Tizi-Ouzou - A la une

Mekla



Mekla
La commune de Mekla a bénéficié en 2012 d'un projet d'hôpital inscrit dans le cadre du programme sectoriel. L'étude est finalisée début 2015, mais le début des travaux de construction est renvoyé aux calendes grecques.Ne voyant rien venir, le comité de village a décidé, récemment, de saisir par correspondance le Premier ministre. Dans sa réponse, le cabinet de Sellal dit «avoir transmis la requête au ministère de la Santé vu qu'il est la partie spécialisée pour ce genre de projet». Pour l'association sociale Tafsut (le printemps) de Mekla, à laquelle se sont associés une vingtaine de représentants de comités de village, il s'agit bel et bien d'un gel dicté par les mesures d'austérité décidées par le gouvernement conséquemment à la chute du prix du pétrole.Dans une déclaration remise à la rédaction, ils réclament un hôpital pour ce chef-lieu de daïra de 60 000 habitants. «Nos démarches pour décrocher la partie réalisation de cet hôpital n'ont pas abouti.

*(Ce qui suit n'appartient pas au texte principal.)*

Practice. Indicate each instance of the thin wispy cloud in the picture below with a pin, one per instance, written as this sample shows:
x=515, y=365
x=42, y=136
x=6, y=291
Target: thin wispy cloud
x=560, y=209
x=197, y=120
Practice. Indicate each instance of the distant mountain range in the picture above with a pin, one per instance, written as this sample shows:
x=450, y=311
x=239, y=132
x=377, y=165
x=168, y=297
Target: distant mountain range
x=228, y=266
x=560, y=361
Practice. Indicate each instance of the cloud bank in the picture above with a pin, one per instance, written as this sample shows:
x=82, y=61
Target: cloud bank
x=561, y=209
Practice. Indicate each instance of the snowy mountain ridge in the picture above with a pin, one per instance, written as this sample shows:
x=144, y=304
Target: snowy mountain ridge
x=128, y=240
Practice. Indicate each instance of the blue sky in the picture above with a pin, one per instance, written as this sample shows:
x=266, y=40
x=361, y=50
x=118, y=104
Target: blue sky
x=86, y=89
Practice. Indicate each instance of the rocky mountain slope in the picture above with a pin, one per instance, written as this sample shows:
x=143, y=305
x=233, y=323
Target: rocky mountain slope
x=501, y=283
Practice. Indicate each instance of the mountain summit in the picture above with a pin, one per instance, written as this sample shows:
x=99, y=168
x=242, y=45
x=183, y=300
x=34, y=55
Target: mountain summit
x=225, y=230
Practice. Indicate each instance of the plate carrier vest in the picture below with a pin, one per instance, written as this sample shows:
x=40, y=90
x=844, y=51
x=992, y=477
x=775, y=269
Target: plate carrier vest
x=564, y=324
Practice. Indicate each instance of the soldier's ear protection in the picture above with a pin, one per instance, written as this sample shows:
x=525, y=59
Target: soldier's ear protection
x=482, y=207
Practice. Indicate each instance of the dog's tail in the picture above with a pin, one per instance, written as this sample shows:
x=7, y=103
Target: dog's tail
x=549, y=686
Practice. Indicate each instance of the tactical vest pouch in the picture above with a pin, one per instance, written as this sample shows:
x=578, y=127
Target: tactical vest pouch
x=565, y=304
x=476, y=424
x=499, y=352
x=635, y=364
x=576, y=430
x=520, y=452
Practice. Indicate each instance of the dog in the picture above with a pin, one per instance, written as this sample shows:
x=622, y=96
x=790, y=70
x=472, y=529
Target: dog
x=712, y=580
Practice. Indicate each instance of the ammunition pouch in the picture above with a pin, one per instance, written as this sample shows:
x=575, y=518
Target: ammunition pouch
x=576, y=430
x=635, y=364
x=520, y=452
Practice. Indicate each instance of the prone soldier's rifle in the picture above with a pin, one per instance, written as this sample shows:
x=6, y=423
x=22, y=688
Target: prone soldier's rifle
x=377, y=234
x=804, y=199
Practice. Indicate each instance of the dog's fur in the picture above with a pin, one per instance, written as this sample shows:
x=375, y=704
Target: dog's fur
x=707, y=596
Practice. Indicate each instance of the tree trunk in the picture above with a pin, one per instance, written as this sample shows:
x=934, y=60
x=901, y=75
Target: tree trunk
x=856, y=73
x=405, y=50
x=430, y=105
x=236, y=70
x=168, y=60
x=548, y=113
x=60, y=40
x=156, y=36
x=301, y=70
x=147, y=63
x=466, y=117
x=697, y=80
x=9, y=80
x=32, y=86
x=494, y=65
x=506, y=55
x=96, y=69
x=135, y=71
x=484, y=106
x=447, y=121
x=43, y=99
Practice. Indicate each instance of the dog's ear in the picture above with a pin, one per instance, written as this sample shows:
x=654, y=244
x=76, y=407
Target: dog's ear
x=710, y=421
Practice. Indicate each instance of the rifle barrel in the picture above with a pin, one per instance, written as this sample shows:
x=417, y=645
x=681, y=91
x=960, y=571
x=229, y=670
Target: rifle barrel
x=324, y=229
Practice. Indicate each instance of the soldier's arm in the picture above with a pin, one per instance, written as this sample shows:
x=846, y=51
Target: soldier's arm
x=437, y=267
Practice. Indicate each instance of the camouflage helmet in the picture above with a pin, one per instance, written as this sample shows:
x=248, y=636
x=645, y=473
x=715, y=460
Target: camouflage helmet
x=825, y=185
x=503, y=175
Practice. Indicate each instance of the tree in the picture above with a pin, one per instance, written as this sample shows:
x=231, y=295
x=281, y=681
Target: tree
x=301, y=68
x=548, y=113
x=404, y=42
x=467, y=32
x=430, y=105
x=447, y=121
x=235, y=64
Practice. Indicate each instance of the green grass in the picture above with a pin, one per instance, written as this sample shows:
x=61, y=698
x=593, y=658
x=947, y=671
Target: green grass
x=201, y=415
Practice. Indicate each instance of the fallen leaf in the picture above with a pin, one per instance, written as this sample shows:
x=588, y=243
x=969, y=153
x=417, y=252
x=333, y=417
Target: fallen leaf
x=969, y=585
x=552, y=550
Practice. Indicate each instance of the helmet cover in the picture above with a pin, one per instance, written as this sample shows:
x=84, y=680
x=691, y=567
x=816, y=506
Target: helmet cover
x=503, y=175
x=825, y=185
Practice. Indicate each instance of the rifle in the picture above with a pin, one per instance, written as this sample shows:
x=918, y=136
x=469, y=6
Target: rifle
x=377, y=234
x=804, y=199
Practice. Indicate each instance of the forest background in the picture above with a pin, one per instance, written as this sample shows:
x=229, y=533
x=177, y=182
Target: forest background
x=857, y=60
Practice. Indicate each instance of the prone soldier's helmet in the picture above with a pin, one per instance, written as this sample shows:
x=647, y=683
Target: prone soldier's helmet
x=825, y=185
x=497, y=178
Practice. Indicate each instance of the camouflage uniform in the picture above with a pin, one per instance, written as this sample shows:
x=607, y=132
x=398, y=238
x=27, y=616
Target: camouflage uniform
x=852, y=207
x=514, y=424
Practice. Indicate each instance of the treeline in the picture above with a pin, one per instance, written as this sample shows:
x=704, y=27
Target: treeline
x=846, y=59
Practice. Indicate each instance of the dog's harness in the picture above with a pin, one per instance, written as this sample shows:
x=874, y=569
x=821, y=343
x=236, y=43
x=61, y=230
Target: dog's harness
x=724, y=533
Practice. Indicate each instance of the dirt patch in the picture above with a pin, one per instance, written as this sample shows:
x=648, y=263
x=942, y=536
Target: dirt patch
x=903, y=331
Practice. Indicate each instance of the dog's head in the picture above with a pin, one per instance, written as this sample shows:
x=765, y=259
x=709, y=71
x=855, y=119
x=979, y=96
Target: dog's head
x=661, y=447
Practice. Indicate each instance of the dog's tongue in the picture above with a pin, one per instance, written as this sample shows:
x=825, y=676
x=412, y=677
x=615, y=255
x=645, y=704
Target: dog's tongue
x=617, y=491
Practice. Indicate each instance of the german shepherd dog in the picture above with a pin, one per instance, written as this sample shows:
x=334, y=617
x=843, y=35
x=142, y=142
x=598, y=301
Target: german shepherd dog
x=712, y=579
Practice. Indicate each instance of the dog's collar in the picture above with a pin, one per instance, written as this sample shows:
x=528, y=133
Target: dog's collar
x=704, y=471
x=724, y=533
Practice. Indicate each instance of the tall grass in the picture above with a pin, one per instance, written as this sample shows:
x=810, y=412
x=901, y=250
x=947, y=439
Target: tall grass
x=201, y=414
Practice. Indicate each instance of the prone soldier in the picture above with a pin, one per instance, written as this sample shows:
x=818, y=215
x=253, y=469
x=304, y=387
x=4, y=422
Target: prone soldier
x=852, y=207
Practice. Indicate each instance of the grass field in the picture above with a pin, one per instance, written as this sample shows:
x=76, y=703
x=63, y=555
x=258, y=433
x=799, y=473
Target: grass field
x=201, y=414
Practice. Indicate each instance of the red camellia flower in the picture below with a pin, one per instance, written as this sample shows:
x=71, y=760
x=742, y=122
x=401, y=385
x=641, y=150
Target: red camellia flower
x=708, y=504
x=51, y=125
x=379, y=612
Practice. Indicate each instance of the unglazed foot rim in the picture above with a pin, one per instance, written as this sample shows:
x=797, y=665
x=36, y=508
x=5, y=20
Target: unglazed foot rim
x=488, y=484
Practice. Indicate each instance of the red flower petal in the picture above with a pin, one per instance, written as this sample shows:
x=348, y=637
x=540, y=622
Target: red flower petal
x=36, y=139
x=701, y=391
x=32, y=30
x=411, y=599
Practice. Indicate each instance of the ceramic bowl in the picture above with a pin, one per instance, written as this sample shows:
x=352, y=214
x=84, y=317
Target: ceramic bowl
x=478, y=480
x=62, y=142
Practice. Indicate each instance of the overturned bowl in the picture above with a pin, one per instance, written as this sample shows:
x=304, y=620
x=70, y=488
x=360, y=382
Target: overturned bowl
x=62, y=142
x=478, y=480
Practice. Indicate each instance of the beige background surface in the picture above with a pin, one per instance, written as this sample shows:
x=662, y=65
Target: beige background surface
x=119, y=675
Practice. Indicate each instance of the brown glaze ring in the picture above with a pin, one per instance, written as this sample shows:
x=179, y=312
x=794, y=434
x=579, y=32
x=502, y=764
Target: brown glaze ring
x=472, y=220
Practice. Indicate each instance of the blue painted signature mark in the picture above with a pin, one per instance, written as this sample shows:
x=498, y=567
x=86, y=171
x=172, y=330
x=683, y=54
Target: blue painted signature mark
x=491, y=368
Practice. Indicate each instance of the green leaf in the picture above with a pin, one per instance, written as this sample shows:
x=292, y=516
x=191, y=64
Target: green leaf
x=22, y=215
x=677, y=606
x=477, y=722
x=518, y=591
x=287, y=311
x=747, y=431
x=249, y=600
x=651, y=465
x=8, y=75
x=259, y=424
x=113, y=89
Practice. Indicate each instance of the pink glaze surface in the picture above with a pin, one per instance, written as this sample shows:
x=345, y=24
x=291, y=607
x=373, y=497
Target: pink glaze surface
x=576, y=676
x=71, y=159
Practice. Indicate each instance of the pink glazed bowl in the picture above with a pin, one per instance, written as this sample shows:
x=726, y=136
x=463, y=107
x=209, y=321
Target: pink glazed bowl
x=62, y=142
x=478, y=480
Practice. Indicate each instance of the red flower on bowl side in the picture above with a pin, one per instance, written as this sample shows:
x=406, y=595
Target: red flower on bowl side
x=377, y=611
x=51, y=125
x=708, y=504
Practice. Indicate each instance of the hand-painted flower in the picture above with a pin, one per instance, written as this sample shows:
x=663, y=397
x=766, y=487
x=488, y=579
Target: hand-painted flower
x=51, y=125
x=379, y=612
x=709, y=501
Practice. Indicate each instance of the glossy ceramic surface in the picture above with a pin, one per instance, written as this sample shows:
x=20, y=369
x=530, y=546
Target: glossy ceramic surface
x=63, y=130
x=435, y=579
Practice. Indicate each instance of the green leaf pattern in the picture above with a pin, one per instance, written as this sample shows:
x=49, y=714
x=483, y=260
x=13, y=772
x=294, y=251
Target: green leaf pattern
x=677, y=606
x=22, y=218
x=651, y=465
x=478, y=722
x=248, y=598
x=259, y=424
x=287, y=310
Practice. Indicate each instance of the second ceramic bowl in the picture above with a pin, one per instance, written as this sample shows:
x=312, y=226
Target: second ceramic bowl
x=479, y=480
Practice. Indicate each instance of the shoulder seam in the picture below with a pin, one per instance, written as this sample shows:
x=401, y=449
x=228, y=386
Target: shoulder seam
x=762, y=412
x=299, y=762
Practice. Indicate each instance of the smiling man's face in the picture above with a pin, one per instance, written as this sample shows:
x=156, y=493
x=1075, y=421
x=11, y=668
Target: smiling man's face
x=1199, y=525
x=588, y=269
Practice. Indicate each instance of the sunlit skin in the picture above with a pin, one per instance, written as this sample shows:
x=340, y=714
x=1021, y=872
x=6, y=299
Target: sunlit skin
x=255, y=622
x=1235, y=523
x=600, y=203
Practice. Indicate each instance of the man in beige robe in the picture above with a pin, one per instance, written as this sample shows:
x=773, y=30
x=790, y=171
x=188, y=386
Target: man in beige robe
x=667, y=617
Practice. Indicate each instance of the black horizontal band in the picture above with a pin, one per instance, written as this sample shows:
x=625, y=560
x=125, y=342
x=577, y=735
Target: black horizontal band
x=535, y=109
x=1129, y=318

Notre daïra est composée de 43 villages, dont certains sont reculés et difficilement accessibles, répartis sur trois communes.»Selon Aomar Hamitouche, président de l'association Tafsut, la localité est défavorisée en matière d'infrastructures de santé. «Les travaux de réhabilitation de la polyclinique entamés en 2012 traînent en longueur. La maternité a fermé ses portes depuis trois ans contraignant les habitants à évacuer les parturientes à Djemaâ Saharidj, distante de 4 km.La polyclinique sise au chef-lieu de daïra n'assure plus de garde à partir de 16h. Des joueurs blessés lors des matchs de football sont évacués vers la clinique privée ou bien à Djemaâ Saharidj. Le directeur de la santé de la wilaya de Tizi Ouzou nous a promis de se rendre sur les lieux pour remédier à cette situation qui pénalise les villageois. Nous attendons toujours sa visite à Mekla», conclut M. Hamitouche.